Traumatic brain injury (TBI) is the leading cause of elderly trauma admissions. Previous research identified that each minute delay to TBI diagnosis was associated with a 2% mortality increase, delaying treatment to older patients (age ≥70 years) who do not meet trauma activation criteria. A TBI protocol and clinical decision support intervention (CDS-I) were developed to reduce time to imaging in older patients with head trauma not meeting trauma activation criteria.

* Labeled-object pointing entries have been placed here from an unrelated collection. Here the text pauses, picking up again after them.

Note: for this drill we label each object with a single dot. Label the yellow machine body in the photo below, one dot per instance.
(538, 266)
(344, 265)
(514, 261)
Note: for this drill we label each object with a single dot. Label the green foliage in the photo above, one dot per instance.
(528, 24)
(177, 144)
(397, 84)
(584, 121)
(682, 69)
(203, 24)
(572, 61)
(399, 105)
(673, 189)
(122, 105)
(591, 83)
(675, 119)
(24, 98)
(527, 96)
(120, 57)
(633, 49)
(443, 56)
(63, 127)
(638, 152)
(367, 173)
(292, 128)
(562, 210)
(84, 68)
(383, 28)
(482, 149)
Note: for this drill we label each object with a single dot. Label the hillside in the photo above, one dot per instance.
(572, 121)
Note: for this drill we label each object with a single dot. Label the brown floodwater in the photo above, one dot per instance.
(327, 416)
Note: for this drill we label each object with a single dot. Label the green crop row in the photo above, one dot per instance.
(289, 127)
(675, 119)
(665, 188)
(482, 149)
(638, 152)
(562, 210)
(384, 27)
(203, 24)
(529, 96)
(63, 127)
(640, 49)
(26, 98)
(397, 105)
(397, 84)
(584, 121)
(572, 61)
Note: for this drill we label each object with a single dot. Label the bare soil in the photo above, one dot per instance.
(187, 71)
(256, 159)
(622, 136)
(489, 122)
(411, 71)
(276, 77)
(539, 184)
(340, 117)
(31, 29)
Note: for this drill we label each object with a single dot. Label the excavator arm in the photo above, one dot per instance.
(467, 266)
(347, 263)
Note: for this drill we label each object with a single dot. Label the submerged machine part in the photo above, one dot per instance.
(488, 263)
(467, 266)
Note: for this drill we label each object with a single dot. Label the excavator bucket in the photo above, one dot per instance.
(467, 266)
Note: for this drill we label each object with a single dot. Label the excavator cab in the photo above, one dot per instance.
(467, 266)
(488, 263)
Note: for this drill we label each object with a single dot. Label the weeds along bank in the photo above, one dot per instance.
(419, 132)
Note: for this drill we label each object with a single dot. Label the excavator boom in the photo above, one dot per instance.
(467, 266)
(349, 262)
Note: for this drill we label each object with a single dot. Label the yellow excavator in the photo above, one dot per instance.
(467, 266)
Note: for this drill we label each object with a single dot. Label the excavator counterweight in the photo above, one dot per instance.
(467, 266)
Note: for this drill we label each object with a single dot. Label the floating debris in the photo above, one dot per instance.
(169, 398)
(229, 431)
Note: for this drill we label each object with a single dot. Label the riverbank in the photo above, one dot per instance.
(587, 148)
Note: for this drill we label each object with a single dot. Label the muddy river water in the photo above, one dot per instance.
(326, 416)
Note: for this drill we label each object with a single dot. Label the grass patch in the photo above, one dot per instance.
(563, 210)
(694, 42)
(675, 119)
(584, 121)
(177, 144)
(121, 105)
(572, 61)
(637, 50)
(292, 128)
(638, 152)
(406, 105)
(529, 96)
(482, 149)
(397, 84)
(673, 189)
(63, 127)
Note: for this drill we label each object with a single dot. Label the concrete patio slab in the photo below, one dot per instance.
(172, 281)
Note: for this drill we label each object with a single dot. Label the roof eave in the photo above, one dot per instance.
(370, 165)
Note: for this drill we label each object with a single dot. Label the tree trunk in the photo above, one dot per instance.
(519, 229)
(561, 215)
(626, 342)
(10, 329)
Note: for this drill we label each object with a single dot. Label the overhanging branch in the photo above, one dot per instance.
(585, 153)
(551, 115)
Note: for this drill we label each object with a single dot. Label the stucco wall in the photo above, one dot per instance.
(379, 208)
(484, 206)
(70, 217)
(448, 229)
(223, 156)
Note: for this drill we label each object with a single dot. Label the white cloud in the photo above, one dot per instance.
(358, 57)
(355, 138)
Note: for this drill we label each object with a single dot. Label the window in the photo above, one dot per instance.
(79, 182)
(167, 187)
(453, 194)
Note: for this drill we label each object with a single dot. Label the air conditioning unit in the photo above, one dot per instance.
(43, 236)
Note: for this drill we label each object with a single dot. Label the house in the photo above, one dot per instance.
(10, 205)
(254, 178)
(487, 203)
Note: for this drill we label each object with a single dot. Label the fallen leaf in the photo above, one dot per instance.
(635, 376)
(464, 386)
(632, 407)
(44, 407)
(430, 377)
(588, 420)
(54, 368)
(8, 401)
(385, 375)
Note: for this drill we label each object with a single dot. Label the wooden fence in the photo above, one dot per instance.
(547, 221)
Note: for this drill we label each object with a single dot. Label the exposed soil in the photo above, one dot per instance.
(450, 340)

An emergency department (ED) head CT protocol and CDS-I were developed and implemented to facilitate rapid imaging of older patients. Patients with TBI age ≥70 years and receiving anticoagulation met inclusion criteria. The primary outcome measure was time from ED arrival to head CT imaging comparing before (PRE: 1/1/2016-12/31/2016) vs after (POST: 8/1/2018-4/3/2019) protocol implementation. Negative binomial regression models evaluated the association of intervention on time to imaging. LOWESS smoothing was used to evaluate the association of intervention on mortality over time.
The study examined 451 patients (269 PRE and 182 POST). Positive head CTs were seen in 78 (17.3%). 57 of 78 (73%) had a GCS >13. POST-intervention decreased time to head CT from 56 to 27 minutes (IQR PRE: 32-93 to POST:16-44, p<0.001) and POST-intervention patients had reduced hospital length of stay (IRR 0.83, 95% CI 0.72-0.86, p=0.01).
A significant proportion of older patients receiving anticoagulation not meeting trauma activation criteria had positive CT findings. Implementation of a rapid triage protocol with CDS-I reduced time to imaging and may reduce mortality in the highest-risk populations.